Mac SE/30 to SCSI chip pinouts

phreakout · Oct 3, 2012

Hey, everybody. While I'm in the process of repairing an SE/30 logic board (SCSI failure), I figure now or never would be a good time to post here for reference of this kind of data. Basically, which pins on the NCR/Zilog 53C80 SCSI Controller Chip link up to where on that logic board. I've included my notes for all of this in 3 jpeg files.

If you have any questions, feel free to send me a PM. Mods, feel free to sticky this. I'm hoping this will be helpful to those of us doing repair to that model board.

73s de Phreakout. :rambo:

tt · Oct 4, 2012

Speaking of the chip, would it be possible to swap it out with another faster component to boost SCSI spends, or is it dependent/restrained by other parts of the system?

techknight · Oct 4, 2012

yes, BUT unless you modify ROM to contain a new SCSI driver to handle the new IC, you would have to use an IC that had the same command and control set as the original.

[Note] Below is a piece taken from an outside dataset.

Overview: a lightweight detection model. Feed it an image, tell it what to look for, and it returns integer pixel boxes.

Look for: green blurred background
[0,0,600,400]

Best way would be to emulate a 53C80 in an FPGA.

tt · Oct 4, 2012

I was thinking maybe there's a faster version with the same package/protocol. Emulation sounds interesting though.

phreakout · Oct 4, 2012

I agree with Techknight. However, it shouldn't matter what SCSI chip you use as long as you adapt its pinouts to what is assigned to the original. The only possible limitation would be the fact that you're dealing with 8-bit data transfers between the chip and logic board, plus the speed may be regulated by the internal clock crystal. You could weird-wire a socket of choice and stick a new chip in there, but I doubt you'd notice that much of a speed boost.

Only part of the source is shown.